El domingo recibo en el móvil un mensaje de Mila. Que me acuerdo poco de ella, dice. Que no le echo cuentas. Que a ver si la saco de su encierro porque desde que se operó no sale de casa y está que se sube por las paredes. Así que la llamo y quedamos para cenar el miércoles en mi casa porque me dice que necesita ver jardín y perros. Y el miércoles, antes de venir, me envía un mensaje de voz para aleccionarme sobre cómo debo reaccionar cuando la vea: “En cuanto entre en tu casa tienes que decirme que estoy estupenda y que me han dejado fenomenal. Si adviertes algún defecto te lo callas porque la sinceridad está muy sobrevalorada. Así que cuidado con la cara que pones al verme”. Pero la verdad es que no tengo que fingir alegría cuando la veo. El mayor piropo que le puedo decir es que parece que no se haya operado. Aparte de que no tiene ni un hematoma le han dejado una cara muy natural. Como si viniera de pegarse unas vacaciones de ensueño.

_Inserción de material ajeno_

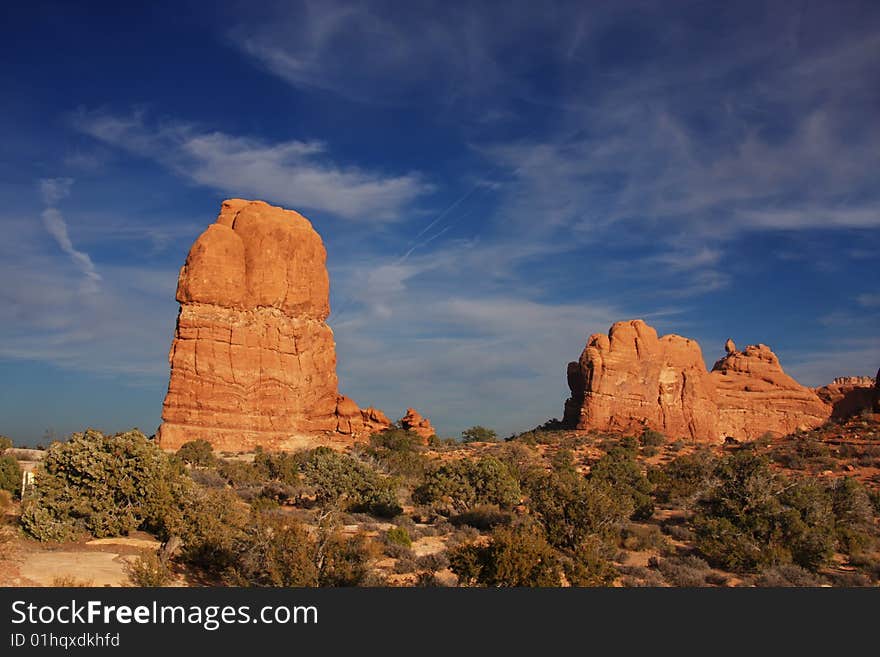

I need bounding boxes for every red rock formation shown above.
[563,319,718,441]
[159,199,390,451]
[564,320,832,442]
[815,376,876,418]
[398,408,437,442]
[874,370,880,413]
[710,344,831,440]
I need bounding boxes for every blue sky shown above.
[0,2,880,442]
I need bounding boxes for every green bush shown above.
[253,447,302,486]
[527,469,633,550]
[218,459,267,488]
[413,456,521,515]
[302,447,403,518]
[590,447,654,520]
[364,429,427,480]
[461,425,498,443]
[177,438,217,467]
[693,451,835,571]
[449,525,562,587]
[562,538,618,587]
[385,527,412,547]
[21,429,189,540]
[0,454,21,495]
[123,551,174,587]
[222,512,318,587]
[648,450,717,504]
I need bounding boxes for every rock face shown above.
[158,199,390,451]
[563,319,718,441]
[815,376,877,418]
[398,408,437,442]
[874,370,880,413]
[710,344,831,440]
[564,320,832,442]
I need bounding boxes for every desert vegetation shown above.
[0,416,880,587]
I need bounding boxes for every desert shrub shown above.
[756,563,824,587]
[221,512,318,586]
[416,552,449,573]
[0,454,21,495]
[648,451,716,503]
[448,525,561,587]
[170,487,249,577]
[829,477,876,554]
[621,566,666,588]
[316,532,382,587]
[177,438,217,468]
[21,429,188,540]
[693,452,834,571]
[412,456,521,515]
[663,525,697,543]
[493,441,540,486]
[394,557,419,575]
[254,448,300,486]
[590,447,654,520]
[382,542,415,559]
[449,504,513,530]
[0,488,12,516]
[620,525,672,554]
[639,428,666,447]
[562,538,618,587]
[188,468,226,488]
[123,551,174,587]
[52,575,94,589]
[385,527,412,547]
[302,447,403,518]
[461,425,498,443]
[218,459,265,488]
[656,555,711,588]
[364,429,427,480]
[528,469,633,549]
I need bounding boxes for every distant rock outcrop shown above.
[710,344,831,440]
[158,199,391,451]
[563,319,718,441]
[815,376,877,418]
[564,320,832,442]
[398,408,437,442]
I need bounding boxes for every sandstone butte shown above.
[158,199,391,451]
[563,319,878,442]
[815,373,880,418]
[398,408,437,444]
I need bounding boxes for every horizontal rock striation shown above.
[158,199,391,451]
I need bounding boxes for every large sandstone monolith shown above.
[814,376,876,418]
[563,319,719,441]
[710,344,831,440]
[158,199,390,451]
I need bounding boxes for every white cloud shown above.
[40,178,101,293]
[76,113,432,223]
[856,292,880,308]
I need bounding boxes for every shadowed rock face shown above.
[564,320,831,442]
[564,319,718,440]
[710,344,831,440]
[159,199,390,451]
[816,376,877,418]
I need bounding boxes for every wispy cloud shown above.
[75,112,432,223]
[40,178,101,293]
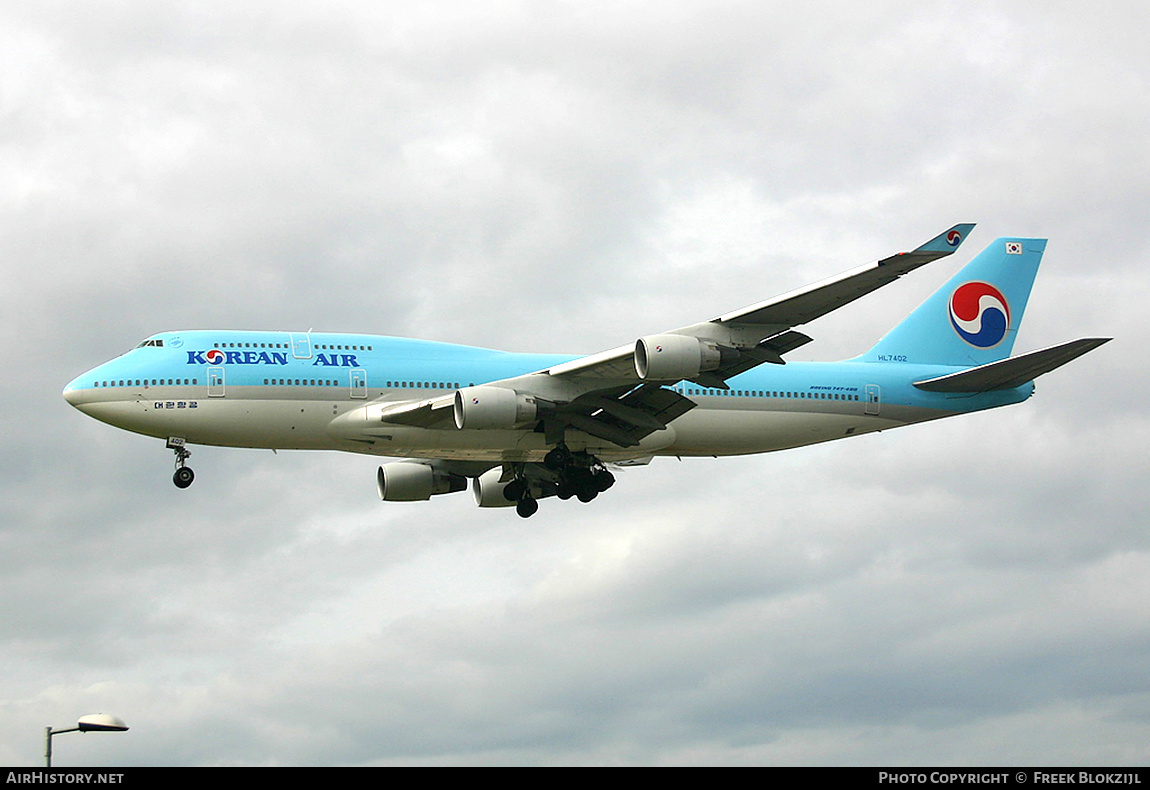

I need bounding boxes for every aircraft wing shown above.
[546,223,974,389]
[427,224,974,447]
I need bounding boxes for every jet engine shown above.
[455,386,538,430]
[375,461,467,503]
[635,335,738,381]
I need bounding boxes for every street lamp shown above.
[44,713,128,768]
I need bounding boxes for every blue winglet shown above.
[914,222,974,253]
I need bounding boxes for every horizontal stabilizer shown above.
[914,337,1111,393]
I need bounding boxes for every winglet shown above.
[914,222,974,253]
[879,222,974,270]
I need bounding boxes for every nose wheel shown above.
[168,437,196,489]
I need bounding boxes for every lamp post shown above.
[44,713,128,768]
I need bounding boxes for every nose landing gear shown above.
[167,436,196,489]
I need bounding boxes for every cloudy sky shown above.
[0,0,1150,766]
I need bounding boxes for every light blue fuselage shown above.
[64,330,1034,462]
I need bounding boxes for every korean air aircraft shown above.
[63,224,1110,517]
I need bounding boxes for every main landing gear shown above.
[504,445,615,519]
[168,436,196,489]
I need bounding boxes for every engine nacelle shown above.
[472,467,515,507]
[635,335,722,382]
[455,386,538,430]
[375,461,467,503]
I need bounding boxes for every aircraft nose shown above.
[62,378,84,408]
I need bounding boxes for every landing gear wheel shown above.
[504,478,527,503]
[168,436,196,489]
[515,497,539,519]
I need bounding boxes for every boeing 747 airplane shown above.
[63,224,1110,517]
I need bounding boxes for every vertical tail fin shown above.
[861,238,1047,366]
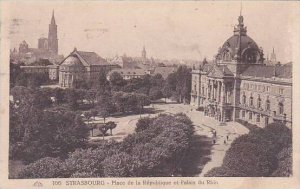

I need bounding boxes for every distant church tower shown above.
[270,48,277,63]
[48,11,58,54]
[142,46,147,60]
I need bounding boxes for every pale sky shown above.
[5,1,295,62]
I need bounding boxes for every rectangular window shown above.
[256,114,260,123]
[242,111,245,117]
[279,88,283,95]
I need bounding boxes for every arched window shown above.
[256,114,260,123]
[266,99,271,110]
[242,94,246,104]
[257,96,261,108]
[249,96,253,106]
[249,112,252,120]
[278,102,284,114]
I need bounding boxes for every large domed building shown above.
[191,15,292,127]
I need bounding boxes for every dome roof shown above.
[216,16,263,63]
[219,35,259,58]
[61,55,82,67]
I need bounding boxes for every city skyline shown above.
[10,2,292,63]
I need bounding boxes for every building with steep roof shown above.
[10,11,63,64]
[190,15,292,127]
[58,48,118,88]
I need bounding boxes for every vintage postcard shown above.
[0,0,300,189]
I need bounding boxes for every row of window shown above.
[242,95,284,114]
[243,83,284,95]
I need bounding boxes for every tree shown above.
[106,121,117,136]
[150,74,165,88]
[65,89,79,110]
[109,72,126,91]
[103,152,138,177]
[149,87,163,100]
[85,89,97,106]
[162,84,173,101]
[96,69,110,94]
[176,66,192,103]
[91,109,98,120]
[9,60,22,88]
[83,111,94,136]
[135,117,153,133]
[99,124,109,140]
[53,88,66,105]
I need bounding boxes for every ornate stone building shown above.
[191,16,292,127]
[10,11,63,64]
[58,48,118,88]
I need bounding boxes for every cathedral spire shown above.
[48,10,58,54]
[51,10,56,25]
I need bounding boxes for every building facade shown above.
[10,11,63,64]
[191,16,292,127]
[58,48,118,88]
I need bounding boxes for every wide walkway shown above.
[152,104,249,176]
[91,103,249,176]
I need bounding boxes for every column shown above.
[221,82,225,104]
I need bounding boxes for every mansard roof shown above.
[208,65,234,78]
[241,64,292,79]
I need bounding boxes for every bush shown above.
[19,157,65,179]
[205,123,292,177]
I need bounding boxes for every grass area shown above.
[8,160,25,179]
[182,135,213,177]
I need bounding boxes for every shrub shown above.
[19,157,65,178]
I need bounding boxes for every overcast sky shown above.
[5,1,295,62]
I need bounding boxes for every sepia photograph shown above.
[0,1,299,188]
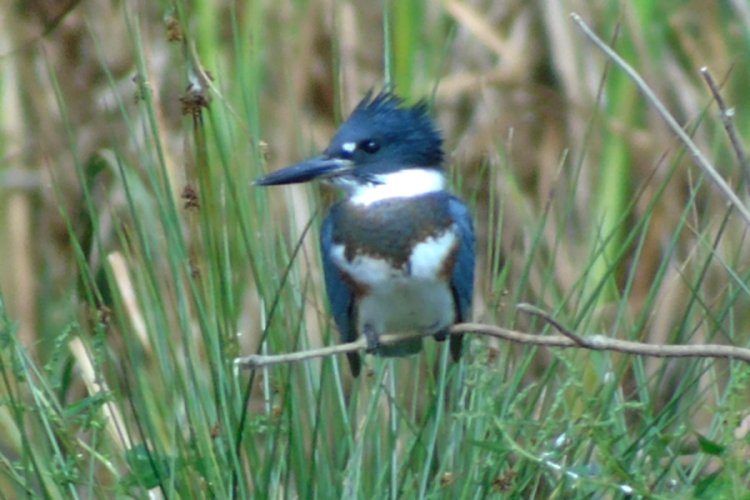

Me hace gracia porque cuando se ríe lo hace con precaución, como si una carcajada fuera a desmontarle el resultado del quirófano. Cena poco y fuma mucho con P., o al menos a mí siempre me parece que tanto la una como el otro fuman demasiado. De vez en cuando salen al jardín a darle al pitillo y me gusta verlos juntos, intercambiando confidencias. P adora a Mila y Mila tres cuartos de lo mismo a P. Son parte de mi familia. Personas que la vida te regala para seguir luchando.